Um empreendimento de criptomoedas ligado à família Trump superou um grande obstáculo regulatório, mas a aprovação é condicional — e imediatamente reacendeu questões sobre se o presidente pode se beneficiar de, e influenciar, uma instituição financeira ligada à sua família.
O Office of the Comptroller of the Currency aprovou o pedido da World Liberty Trust Co. para uma licença nacional de banco fiduciário, sujeita a exigências prévias à abertura, incluindo capital adicional. A formulação conservadora enfatiza essa distinção: a licença está apenas “preliminarmente aprovada” e a autorização final não virá até que a empresa satisfaça as condições do OCC.1
O caso de negócio é significativo.

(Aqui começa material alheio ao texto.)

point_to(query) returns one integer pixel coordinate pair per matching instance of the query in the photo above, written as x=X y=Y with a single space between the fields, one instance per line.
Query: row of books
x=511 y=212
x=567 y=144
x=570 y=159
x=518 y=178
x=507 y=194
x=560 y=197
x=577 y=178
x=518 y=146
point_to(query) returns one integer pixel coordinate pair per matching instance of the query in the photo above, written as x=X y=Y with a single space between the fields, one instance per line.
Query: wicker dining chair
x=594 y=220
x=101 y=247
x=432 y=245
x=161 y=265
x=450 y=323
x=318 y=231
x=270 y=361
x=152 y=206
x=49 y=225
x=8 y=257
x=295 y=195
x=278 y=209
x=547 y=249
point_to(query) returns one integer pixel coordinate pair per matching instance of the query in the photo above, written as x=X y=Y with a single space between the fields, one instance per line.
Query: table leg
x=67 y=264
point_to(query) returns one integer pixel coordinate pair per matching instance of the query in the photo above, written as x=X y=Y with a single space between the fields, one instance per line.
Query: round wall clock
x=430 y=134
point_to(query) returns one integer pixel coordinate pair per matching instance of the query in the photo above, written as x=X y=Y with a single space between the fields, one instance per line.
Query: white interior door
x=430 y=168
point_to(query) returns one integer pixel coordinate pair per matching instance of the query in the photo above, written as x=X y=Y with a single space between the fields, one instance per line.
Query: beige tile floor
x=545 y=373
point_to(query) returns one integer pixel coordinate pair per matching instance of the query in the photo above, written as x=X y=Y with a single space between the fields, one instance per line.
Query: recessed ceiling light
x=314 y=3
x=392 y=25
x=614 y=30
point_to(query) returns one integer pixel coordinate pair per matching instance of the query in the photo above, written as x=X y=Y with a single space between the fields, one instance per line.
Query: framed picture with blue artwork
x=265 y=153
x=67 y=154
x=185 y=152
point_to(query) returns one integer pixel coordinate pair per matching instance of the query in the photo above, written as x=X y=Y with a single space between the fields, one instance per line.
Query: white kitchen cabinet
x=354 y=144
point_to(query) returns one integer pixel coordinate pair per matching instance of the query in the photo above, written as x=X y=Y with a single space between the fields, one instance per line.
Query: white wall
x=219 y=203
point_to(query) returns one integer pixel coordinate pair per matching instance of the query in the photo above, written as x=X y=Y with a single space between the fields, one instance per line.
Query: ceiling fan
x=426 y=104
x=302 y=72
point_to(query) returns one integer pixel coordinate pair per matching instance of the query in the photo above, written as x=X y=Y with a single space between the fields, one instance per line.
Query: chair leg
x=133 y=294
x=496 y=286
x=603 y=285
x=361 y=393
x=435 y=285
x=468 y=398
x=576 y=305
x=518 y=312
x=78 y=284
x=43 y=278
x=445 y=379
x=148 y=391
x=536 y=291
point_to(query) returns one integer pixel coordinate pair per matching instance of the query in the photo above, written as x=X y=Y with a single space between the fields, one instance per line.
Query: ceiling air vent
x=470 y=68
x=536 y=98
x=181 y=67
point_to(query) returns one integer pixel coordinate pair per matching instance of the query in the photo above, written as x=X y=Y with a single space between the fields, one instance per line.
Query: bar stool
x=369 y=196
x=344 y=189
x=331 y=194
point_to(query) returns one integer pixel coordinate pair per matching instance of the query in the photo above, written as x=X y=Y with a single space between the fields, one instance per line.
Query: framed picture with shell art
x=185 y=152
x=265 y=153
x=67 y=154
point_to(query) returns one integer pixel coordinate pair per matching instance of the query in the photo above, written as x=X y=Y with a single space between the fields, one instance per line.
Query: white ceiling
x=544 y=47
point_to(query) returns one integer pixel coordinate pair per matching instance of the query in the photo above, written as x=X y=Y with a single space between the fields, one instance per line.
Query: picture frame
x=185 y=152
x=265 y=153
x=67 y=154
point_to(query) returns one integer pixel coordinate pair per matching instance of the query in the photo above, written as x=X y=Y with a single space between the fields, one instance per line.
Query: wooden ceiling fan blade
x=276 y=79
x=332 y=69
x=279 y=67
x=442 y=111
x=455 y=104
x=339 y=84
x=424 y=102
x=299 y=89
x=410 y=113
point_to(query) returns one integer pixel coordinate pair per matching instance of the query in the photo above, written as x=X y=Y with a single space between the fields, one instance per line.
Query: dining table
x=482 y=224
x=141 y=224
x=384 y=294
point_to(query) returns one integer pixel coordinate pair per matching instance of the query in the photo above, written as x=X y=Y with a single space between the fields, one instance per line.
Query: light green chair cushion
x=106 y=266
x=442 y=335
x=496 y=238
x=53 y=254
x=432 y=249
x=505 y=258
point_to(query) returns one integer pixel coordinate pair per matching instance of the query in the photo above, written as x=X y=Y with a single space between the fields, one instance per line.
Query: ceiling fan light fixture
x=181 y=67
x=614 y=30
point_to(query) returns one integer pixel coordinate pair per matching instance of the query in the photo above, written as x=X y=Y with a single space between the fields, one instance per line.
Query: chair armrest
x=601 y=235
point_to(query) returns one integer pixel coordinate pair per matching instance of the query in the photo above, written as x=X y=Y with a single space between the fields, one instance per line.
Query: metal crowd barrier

Uma licença pode permitir que a World Liberty Financial traga os serviços de stablecoin para dentro de casa em vez de depender parcialmente da BitGo, potencialmente capturando receita de tokens lastreados por ativos de reserva, como os títulos do Tesouro dos EUA. A empresa afirma que uma entidade associada a Donald Trump e membros da família detém 38% dela, enquanto Zach Witkoff — filho do negociador de Trump para o Oriente Médio — atua como CEO e preside a companhia fiduciária.
Essa estrutura de propriedade sustenta a crítica liberal. Em vez de tratar a decisão como uma etapa regulatória de rotina, críticos argumentam que ela coloca os interesses financeiros presidenciais incomumente próximos à propriedade e supervisão de um banco. “O presidente Trump é agora o primeiro presidente na história a aprovar, operar e supervisionar seu próprio banco”, disse a senadora Elizabeth Warren, chamando isso de “o ato de favorecimento próprio mais descarado que nosso sistema financeiro já viu.”2 Ela tem defendido a alienação da participação e planeja uma legislação que restrinja altas autoridades de possuir ou controlar bancos.
As duas perspectivas concordam que a decisão do OCC ainda não é definitiva. Elas divergem sobre o que mais importa: apoiadores se concentram nas condições processuais e na maior abertura do regulador a pedidos relacionados a cripto, enquanto críticos argumentam que nenhum nível de revisão regulatória comum resolve o conflito de interesses subjacente.